Uno de los más peligrosos oficios es el del escritor y, sin duda alguna, el oficio de escribir historia reviste excepcional peligrosidad. Voltaire decía que quien escribe historia es censurado, tanto por lo que dice, como por lo que deja de expresar. Cuando aludo a peligros no me refiero a los riesgos corrientes de exponerse a represalias de los descontentos, porque el historiador los coloca en su punto justo y no en la cumbre a la que aspiran. Tampoco me refiero a la normal contingencia de la crítica; me refiero al riesgo verdadero de equivocar el conocimiento de los hechos, de juzgar impropiamente las fuentes, de emitir juicios con elementos insuficientes. Estos peligros acechan constantemente al historiador y no habrá ninguno que pueda escapar de ellos en alguna parte de su obra.

Al estudiar cuidadosamente una inapreciable cantidad de textos históricos para escribir sobre los radicales y la Regeneración, encontré las siguientes fallas: fuerte carga anecdótica; muy escasa elaboración conceptual, pobre contenido filosófico; metodología precaria y rudimentaria; tenaz supervivencia de los grandes nudos historiográficos; relegación de problemas fundamentales; lento y tortuoso desarrollo de la crítica; estrecha relación con los partidos tradicionales -a veces se encuentra una historia liberal y otra historia conservadora-, desorbitado culto al héroe y fuerte carga literaria.

Estos graves vacíos se pueden explicar en los autorizados conceptos del académico Jaime Jaramillo Uribe quien opina: “No tenemos historiadores profesionales, entendidos en el sentido europeo.
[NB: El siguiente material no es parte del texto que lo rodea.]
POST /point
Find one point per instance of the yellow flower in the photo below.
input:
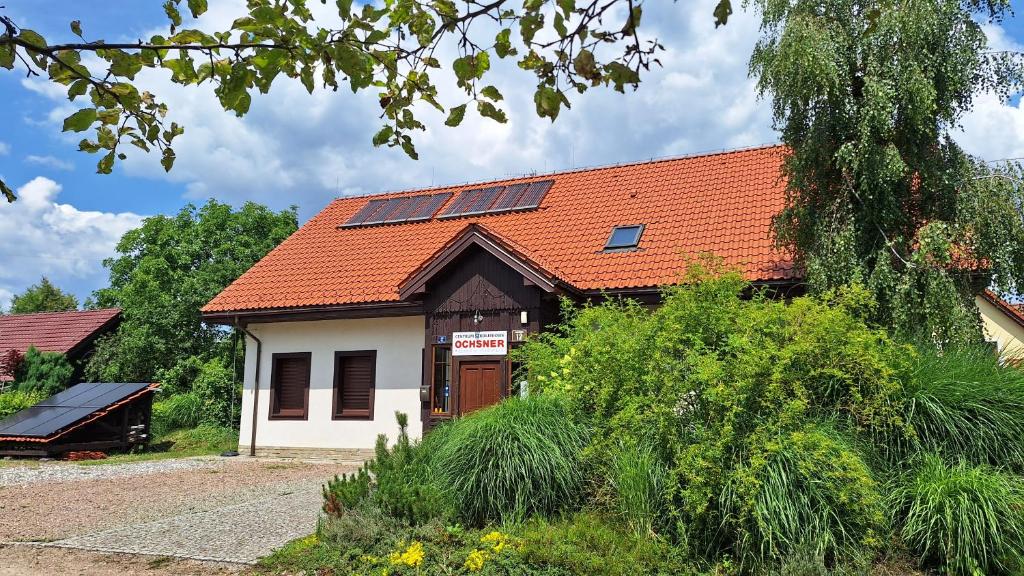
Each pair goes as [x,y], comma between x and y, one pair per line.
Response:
[412,557]
[475,560]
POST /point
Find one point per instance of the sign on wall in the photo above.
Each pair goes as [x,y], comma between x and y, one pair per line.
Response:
[479,343]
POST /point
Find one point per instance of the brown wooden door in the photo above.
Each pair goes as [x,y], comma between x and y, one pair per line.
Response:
[480,384]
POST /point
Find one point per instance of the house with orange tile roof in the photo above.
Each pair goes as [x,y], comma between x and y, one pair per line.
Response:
[1003,324]
[410,301]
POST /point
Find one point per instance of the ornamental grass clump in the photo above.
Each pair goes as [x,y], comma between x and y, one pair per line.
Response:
[963,404]
[519,458]
[965,520]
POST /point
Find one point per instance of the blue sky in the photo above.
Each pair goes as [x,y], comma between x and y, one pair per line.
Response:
[302,150]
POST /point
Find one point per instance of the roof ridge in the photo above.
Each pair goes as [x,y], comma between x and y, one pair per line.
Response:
[58,312]
[595,168]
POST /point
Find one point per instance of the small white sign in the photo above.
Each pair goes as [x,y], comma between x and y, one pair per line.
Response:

Marc Bloch dice que el profesional de la historia debe dominar algunas disciplinas y técnicas como paleografía, archivística, matemáticas, filología, geografía, crítica textual, etc. Tampoco tenemos historiadores de tiempo completo. Las razones de este hecho son varias, pero una de ellas y quizá la de más peso, es que carecemos de un instituto de investigaciones históricas especializado, comparable al que desde hace años tenemos en el campo de la filología y las ciencias del lenguaje, es decir, el Instituto Caro y Cuervo, o que pueda equipararse a una institución como el Colegio de México, de donde en el curso de cuatro décadas han salido dos o tres centenares de obras que no desmerecen ante sus similares europeas, entre ellas la Gran Historia de México que dirigió Daniel Cossio Villegas. Otras instituciones como nuestra Academia Colombiana de Historia, si bien ha cumplido una labor que merece nuestra gratitud, por sus escasos recursos materiales y por la índole misma de su composición y finalidades solo ha podido cubrir, en forma limitada, la misión que corresponde a un centro de investigación”.

La historia tiene que ver con la modelación del alma nacional. Un pueblo sin historia es un pueblo sin raíces, es decir, con todo aquello que le da fuerza, consistencia y colorido. Nadie puede amar lo que no conoce. Solo la historia nos da un sentido de pertenencia, de seguridad y de firmeza. La historia desteñida, desdibujada y débil, facilita el imperialismo ideológico de las grandes potencias.

La historia tiene un valor educativo de primer orden y estructural sustancialmente a un conglomerado. Ella proporciona ideas esclarecedoras sobre el pretérito y aglutina en torno de un ambicioso destino.